Lynn Rubinstein received a Lifetime Achievement award, recognizing her 20 years heading the Northeast Recycling Council and 20 previous years of environmental work.

After four decades dedicated to resource conservation, Lynn Rubinstein will retire this year, leaving behind a legacy of work that will have a lasting impact.

For more than 20 years, she has served as executive director of the Northeast Recycling Council (NERC), a nonprofit focused on promoting waste reduction, recycling and composting. The organization also promotes environmentally preferable purchasing and decreasing the toxicity of solid waste, according to a news release from the Environmental Protection Agency (EPA), which presented her with a Lifetime Achievement award at the EPA’s virtual Environmental Merit Awards ceremony Oct. 12.

The Brattleboro, Vermont-based organization has received many awards as Rubinstein has expanded its reach by attracting more players and establishing more than 100 projects. These projects have aimed to recycle electronics, manage unwanted medication, document the relationship of jobs to recycling and inspire initiatives for recycling newsprint.

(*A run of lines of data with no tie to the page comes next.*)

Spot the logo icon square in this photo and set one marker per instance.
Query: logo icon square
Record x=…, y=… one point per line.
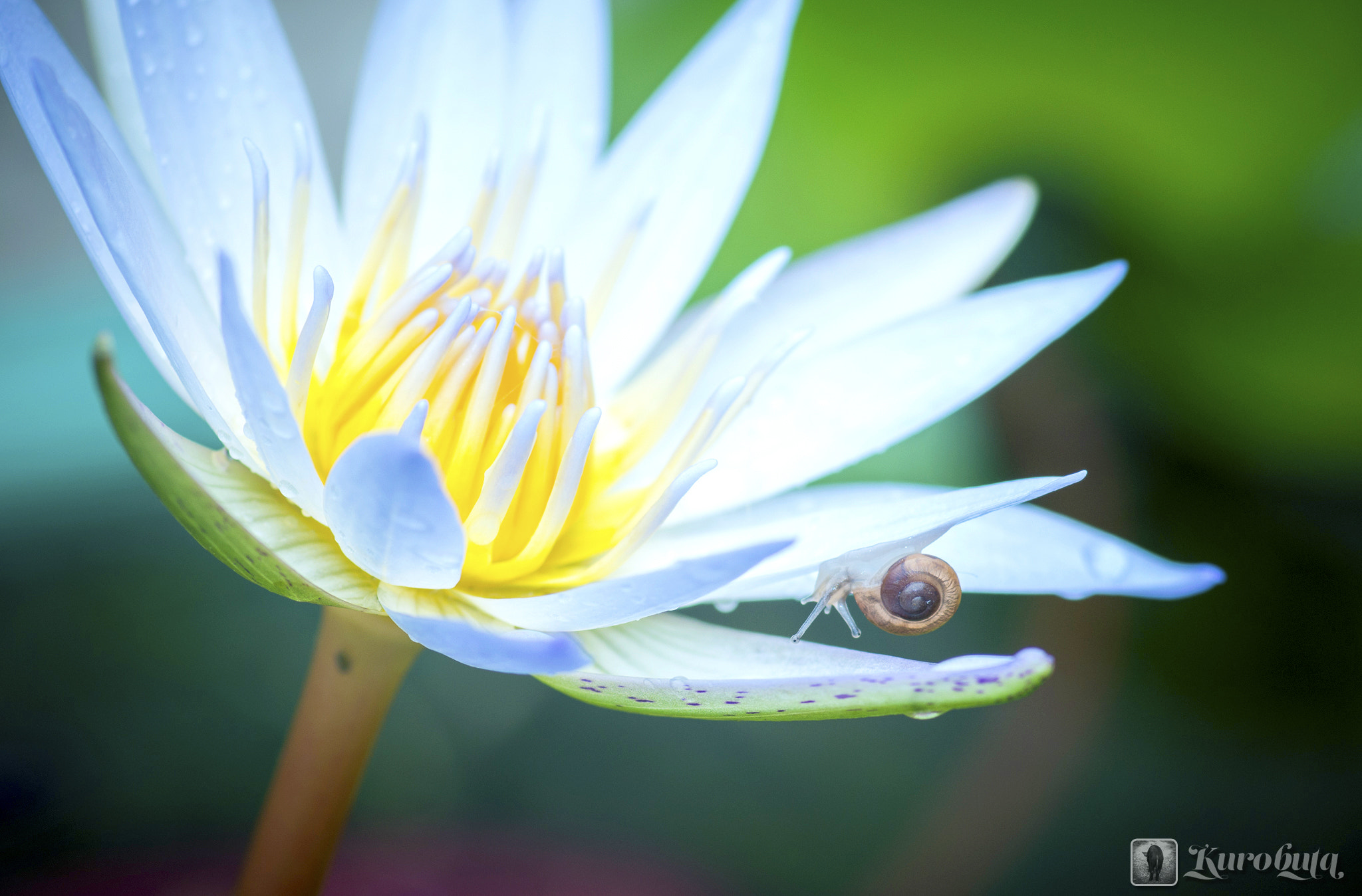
x=1154, y=862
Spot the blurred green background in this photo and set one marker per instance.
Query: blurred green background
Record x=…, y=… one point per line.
x=1216, y=398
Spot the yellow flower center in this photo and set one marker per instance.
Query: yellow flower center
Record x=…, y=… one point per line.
x=534, y=467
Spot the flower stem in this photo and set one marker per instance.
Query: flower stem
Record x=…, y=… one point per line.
x=357, y=666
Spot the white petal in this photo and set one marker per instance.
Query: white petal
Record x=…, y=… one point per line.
x=628, y=598
x=1011, y=550
x=150, y=261
x=687, y=160
x=561, y=83
x=443, y=63
x=672, y=665
x=266, y=405
x=879, y=278
x=210, y=75
x=387, y=504
x=821, y=411
x=1033, y=550
x=26, y=37
x=451, y=628
x=831, y=520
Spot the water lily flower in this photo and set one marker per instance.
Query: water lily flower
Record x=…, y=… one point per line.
x=477, y=402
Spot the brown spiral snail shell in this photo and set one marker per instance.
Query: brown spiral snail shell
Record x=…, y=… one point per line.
x=917, y=594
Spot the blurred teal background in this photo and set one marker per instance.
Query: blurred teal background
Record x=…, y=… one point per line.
x=1216, y=398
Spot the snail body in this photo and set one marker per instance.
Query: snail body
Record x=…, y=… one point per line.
x=916, y=594
x=900, y=593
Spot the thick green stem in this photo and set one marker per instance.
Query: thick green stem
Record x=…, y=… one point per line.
x=357, y=666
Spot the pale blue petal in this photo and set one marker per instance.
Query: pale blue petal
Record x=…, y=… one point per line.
x=872, y=281
x=210, y=75
x=821, y=411
x=25, y=39
x=1010, y=550
x=474, y=640
x=443, y=63
x=628, y=598
x=560, y=86
x=388, y=508
x=827, y=522
x=150, y=261
x=265, y=402
x=687, y=160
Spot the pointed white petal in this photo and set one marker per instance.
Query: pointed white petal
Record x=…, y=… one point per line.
x=443, y=64
x=628, y=598
x=821, y=411
x=686, y=160
x=879, y=278
x=387, y=504
x=1011, y=550
x=209, y=76
x=27, y=37
x=461, y=632
x=266, y=405
x=150, y=261
x=831, y=520
x=560, y=85
x=672, y=665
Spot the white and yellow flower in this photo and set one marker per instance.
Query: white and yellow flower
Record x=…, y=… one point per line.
x=470, y=403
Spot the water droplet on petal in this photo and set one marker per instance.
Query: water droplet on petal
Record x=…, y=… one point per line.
x=1107, y=560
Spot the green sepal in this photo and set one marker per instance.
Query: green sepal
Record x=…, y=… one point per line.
x=239, y=516
x=677, y=666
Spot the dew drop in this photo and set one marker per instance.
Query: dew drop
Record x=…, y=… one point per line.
x=1107, y=560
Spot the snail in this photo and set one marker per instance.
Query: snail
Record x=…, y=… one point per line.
x=916, y=596
x=912, y=594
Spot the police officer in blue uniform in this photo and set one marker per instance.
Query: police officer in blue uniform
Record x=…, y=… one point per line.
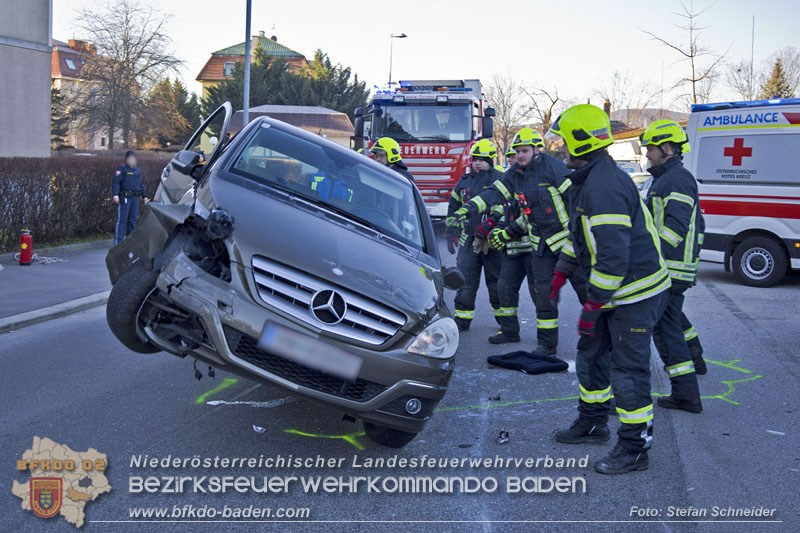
x=127, y=187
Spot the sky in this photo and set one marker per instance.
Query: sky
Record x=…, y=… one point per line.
x=574, y=46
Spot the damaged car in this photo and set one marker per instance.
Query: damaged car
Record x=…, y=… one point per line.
x=283, y=257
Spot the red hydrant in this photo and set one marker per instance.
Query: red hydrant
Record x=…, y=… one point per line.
x=25, y=248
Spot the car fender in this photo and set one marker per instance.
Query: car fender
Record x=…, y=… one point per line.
x=147, y=240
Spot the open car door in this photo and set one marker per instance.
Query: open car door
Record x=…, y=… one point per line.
x=203, y=147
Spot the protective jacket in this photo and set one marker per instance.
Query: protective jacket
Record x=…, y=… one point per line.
x=674, y=203
x=612, y=236
x=128, y=181
x=542, y=185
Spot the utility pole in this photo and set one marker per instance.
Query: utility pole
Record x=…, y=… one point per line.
x=247, y=46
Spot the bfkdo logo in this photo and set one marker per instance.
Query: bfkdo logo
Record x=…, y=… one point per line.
x=47, y=494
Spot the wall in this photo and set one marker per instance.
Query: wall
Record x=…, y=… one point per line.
x=25, y=37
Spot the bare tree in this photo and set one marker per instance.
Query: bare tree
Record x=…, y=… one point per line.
x=629, y=98
x=743, y=80
x=133, y=55
x=506, y=96
x=695, y=53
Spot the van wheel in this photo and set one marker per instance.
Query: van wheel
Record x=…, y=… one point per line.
x=389, y=437
x=122, y=310
x=759, y=262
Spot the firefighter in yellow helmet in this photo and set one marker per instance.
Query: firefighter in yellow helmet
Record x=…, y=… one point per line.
x=612, y=236
x=675, y=206
x=468, y=232
x=533, y=192
x=387, y=152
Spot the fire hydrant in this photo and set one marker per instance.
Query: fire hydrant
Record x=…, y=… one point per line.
x=25, y=248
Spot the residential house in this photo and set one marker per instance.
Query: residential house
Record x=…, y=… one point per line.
x=220, y=65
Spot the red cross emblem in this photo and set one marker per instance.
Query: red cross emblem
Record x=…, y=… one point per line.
x=738, y=151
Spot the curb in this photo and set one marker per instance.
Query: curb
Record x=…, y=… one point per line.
x=21, y=320
x=102, y=243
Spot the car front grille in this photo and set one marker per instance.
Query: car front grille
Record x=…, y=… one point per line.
x=306, y=297
x=246, y=348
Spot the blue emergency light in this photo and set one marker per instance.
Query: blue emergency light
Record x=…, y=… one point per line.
x=750, y=103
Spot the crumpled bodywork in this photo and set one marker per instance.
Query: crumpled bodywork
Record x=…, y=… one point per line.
x=147, y=240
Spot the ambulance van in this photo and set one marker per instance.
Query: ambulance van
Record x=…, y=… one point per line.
x=745, y=158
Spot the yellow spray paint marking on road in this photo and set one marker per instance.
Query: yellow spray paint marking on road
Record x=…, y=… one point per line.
x=224, y=385
x=351, y=438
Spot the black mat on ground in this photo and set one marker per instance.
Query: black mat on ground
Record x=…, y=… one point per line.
x=528, y=363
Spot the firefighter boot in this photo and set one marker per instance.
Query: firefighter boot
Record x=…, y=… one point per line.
x=622, y=460
x=502, y=338
x=691, y=406
x=697, y=358
x=584, y=431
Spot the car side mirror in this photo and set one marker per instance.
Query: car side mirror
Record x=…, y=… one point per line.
x=453, y=278
x=185, y=161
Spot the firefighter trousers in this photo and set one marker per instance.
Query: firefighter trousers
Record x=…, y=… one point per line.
x=470, y=264
x=617, y=358
x=513, y=271
x=544, y=265
x=671, y=344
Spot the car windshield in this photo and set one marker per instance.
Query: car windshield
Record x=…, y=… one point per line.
x=345, y=182
x=409, y=123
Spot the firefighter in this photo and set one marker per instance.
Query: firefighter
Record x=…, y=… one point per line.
x=126, y=189
x=472, y=232
x=387, y=152
x=613, y=237
x=535, y=183
x=675, y=206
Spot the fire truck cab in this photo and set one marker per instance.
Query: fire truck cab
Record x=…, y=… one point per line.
x=743, y=158
x=435, y=122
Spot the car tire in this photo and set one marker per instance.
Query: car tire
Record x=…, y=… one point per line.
x=122, y=308
x=389, y=437
x=759, y=262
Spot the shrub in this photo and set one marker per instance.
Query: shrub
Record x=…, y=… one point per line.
x=63, y=198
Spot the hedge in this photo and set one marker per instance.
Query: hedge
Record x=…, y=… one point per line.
x=63, y=198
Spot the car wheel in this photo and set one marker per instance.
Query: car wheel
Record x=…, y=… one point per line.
x=389, y=437
x=759, y=262
x=124, y=302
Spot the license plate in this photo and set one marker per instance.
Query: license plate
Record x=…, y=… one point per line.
x=309, y=352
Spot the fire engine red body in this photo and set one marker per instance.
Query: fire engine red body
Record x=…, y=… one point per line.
x=25, y=248
x=435, y=122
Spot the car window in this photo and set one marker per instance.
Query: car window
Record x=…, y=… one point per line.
x=345, y=181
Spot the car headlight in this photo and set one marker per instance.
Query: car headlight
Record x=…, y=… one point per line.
x=439, y=340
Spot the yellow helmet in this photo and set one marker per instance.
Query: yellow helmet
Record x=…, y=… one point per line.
x=484, y=148
x=584, y=128
x=527, y=136
x=662, y=131
x=388, y=145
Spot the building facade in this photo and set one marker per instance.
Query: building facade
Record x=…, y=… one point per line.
x=25, y=34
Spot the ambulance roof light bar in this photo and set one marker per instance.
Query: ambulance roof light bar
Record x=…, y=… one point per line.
x=752, y=103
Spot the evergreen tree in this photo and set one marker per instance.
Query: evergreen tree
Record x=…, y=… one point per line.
x=777, y=85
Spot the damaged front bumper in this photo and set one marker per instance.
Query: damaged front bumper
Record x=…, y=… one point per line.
x=233, y=322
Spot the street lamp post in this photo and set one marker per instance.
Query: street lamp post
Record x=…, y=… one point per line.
x=392, y=37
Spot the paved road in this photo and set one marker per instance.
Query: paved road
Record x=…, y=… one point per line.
x=70, y=380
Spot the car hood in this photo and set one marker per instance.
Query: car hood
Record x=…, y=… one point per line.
x=312, y=241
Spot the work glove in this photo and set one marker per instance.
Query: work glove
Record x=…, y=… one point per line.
x=498, y=238
x=589, y=316
x=452, y=244
x=559, y=279
x=484, y=228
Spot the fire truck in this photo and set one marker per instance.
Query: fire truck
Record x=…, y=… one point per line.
x=435, y=122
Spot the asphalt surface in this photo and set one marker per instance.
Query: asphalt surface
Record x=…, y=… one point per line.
x=70, y=380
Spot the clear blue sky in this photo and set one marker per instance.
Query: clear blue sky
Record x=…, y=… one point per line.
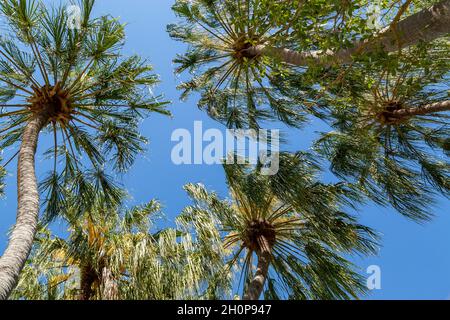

Rubinstein has been a trusted voice for the private recycling industry and government, fostering an environment where industry and government can discuss common issues and find solutions. She co-founded many programs, including the State Electronics Challenge, Electronics Recycling Coordination Clearinghouse and Government Recycling Demand Champions. Her related presentations, reports and articles are available on the NERC’s website.

An example of her commitment to keeping the council dynamic in a changing economy and waste stream was when she formed a partnership in 2017 between the council and the Northeast Waste Management Officials’ Association, the EPA notes.

While Rubinstein is known for her leadership of the NERC, she also served as solid waste manager for Northampton, Massachusetts; conservation director for Holyoke, Massachusetts; mercury and electronics recycling program director at the University of Massachusetts; professor of land use management at Antioch New England in Keene, New Hampshire; and a resource planner and attorney at the U.S. Department of Justice.

Throughout her career, she has pioneered innovative programs, forged connections and raised the level of regional cooperation across the Northeast. Rubinstein’s work has had a substantial impact that will last well into the future, the EPA says.